This feels wrong, I can't comment on Codex, but Claude will prompt you and ask you before changing files, even when I run it in dangerous mode on Zed, I can still review all the diffs and undo them, or you know, tell it what to change. If you're worried about it making too many decisions, you can pre-prompt Claude Code (via .claude/instructions.md) and instruct it to always ask follow up questions regarding architectural decisions.

Sometimes I go out of my way to tell Claude DO NOT ASK ME FOR FOLLOW UPS JUST DO THE THING.

Rperry2174 5 hours ago||

yeah I'm mostly just talking about how they're framing it: "Claude Opus 4.6 is designed for longer-running, agentic work — planning complex tasks more carefully and executing them with less back-and-forth from the user"

I guess its also quite interesting that how they are framing these projects are opposite from how people currently perceive them and I guess that may be a conscious choice...

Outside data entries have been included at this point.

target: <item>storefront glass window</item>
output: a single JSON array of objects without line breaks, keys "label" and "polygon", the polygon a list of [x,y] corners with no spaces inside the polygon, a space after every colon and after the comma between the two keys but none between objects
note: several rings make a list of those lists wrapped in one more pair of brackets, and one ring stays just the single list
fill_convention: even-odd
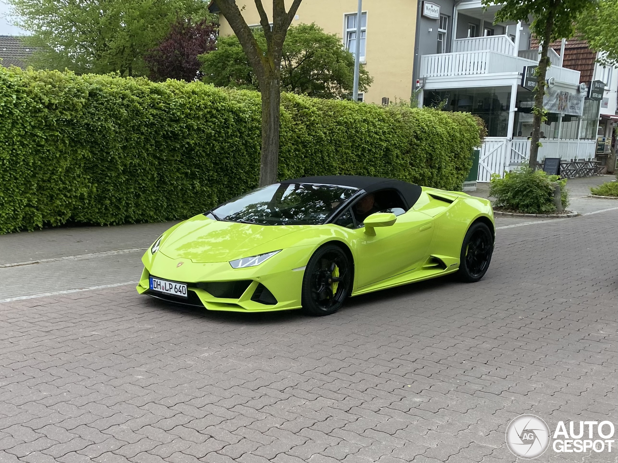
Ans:
[{"label": "storefront glass window", "polygon": [[583,102],[583,115],[582,116],[582,140],[596,140],[597,127],[599,127],[599,104],[600,101],[586,99]]},{"label": "storefront glass window", "polygon": [[506,136],[510,87],[425,90],[423,104],[445,111],[472,112],[483,119],[489,136]]},{"label": "storefront glass window", "polygon": [[[515,113],[514,138],[527,138],[532,136],[532,107],[534,94],[529,91],[517,92],[517,111]],[[559,114],[548,112],[547,120],[541,124],[541,138],[563,140],[593,140],[598,121],[599,102],[584,101],[583,114],[579,116],[565,114],[562,116],[562,126],[559,127]],[[580,119],[581,119],[581,122]]]}]

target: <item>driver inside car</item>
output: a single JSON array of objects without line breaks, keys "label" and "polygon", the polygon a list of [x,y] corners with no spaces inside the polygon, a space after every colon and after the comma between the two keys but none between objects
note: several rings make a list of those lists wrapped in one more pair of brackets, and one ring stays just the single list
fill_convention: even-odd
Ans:
[{"label": "driver inside car", "polygon": [[372,214],[379,212],[380,208],[376,203],[376,198],[373,193],[370,193],[359,199],[353,206],[354,215],[359,222],[363,222],[365,219]]}]

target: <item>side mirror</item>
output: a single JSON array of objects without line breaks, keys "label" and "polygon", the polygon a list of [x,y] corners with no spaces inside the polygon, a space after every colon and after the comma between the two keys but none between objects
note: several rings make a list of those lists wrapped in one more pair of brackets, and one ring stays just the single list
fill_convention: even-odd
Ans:
[{"label": "side mirror", "polygon": [[392,212],[376,212],[365,219],[365,233],[370,236],[376,236],[376,227],[390,227],[397,221]]}]

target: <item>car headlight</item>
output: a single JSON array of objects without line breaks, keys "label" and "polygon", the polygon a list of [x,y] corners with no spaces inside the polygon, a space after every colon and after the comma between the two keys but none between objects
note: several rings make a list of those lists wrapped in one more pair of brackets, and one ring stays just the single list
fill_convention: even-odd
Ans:
[{"label": "car headlight", "polygon": [[161,235],[157,238],[157,240],[154,241],[154,243],[150,248],[150,252],[154,254],[159,250],[159,246],[161,244],[161,239],[163,238],[163,235]]},{"label": "car headlight", "polygon": [[261,254],[257,256],[252,256],[250,257],[243,257],[242,259],[237,259],[235,261],[230,261],[230,265],[232,265],[232,269],[243,269],[245,267],[255,267],[256,265],[259,265],[265,261],[270,259],[273,256],[274,256],[277,252],[281,251],[273,251],[271,252],[266,252],[265,254]]}]

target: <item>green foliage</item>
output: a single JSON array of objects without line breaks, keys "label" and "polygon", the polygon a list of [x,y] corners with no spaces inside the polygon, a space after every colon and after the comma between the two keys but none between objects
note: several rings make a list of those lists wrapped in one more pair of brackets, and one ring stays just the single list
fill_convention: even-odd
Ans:
[{"label": "green foliage", "polygon": [[[255,32],[260,48],[266,49],[264,31]],[[258,78],[235,35],[219,37],[217,49],[201,55],[204,80],[217,86],[256,90]],[[292,26],[283,43],[281,90],[315,98],[345,98],[352,94],[354,57],[341,47],[336,34],[327,34],[313,24]],[[373,79],[364,66],[358,78],[360,91]]]},{"label": "green foliage", "polygon": [[[618,175],[616,178],[618,178]],[[598,196],[618,196],[618,181],[606,181],[596,188],[591,188],[590,191]]]},{"label": "green foliage", "polygon": [[562,207],[569,205],[569,192],[565,188],[567,179],[558,175],[548,175],[543,170],[523,167],[504,174],[491,177],[489,196],[496,198],[494,206],[525,214],[549,214],[556,211],[552,195],[552,182],[561,187]]},{"label": "green foliage", "polygon": [[145,75],[143,57],[179,17],[208,14],[199,0],[8,0],[24,41],[38,51],[29,64],[78,73]]},{"label": "green foliage", "polygon": [[[0,233],[185,219],[258,185],[256,92],[0,67]],[[465,113],[284,94],[279,178],[456,190],[480,130]]]},{"label": "green foliage", "polygon": [[604,51],[601,60],[618,66],[618,0],[600,0],[593,10],[577,19],[577,28],[593,50]]},{"label": "green foliage", "polygon": [[499,5],[494,23],[510,21],[527,23],[530,16],[530,30],[537,37],[545,36],[548,20],[553,22],[549,41],[573,36],[575,20],[588,14],[597,0],[481,0],[484,7]]}]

giancarlostoro 5 hours ago||

I get what you mean now, I like that to be fair, sometimes I want Claude to tell me some architectural options, so I ask it so I can think about what my options are, sometimes I rethink my problem if I like Claudes conclusion.

techbro_1a 5 hours ago|||

> With Codex (5.3), the framing is an interactive collaborator: you steer it mid-execution, stay in the loop, course-correct as it works.

This is true, but I find that Codex thinks more than Opus. That's why 5.2 Codex was more reliable than Opus 4.5

cchance 5 hours ago|||

Just because you can inject steering doesn't mean they stered away from long running...

Theres hundreds of people who upload Codex 5.2 running for hours unattended and coming back with full commits

hbarka 3 hours ago|||

How can they be diverging, LLMs are built on similar foundations aka the Transformer architecture. Do you mean the training method (RLHF) is diverging?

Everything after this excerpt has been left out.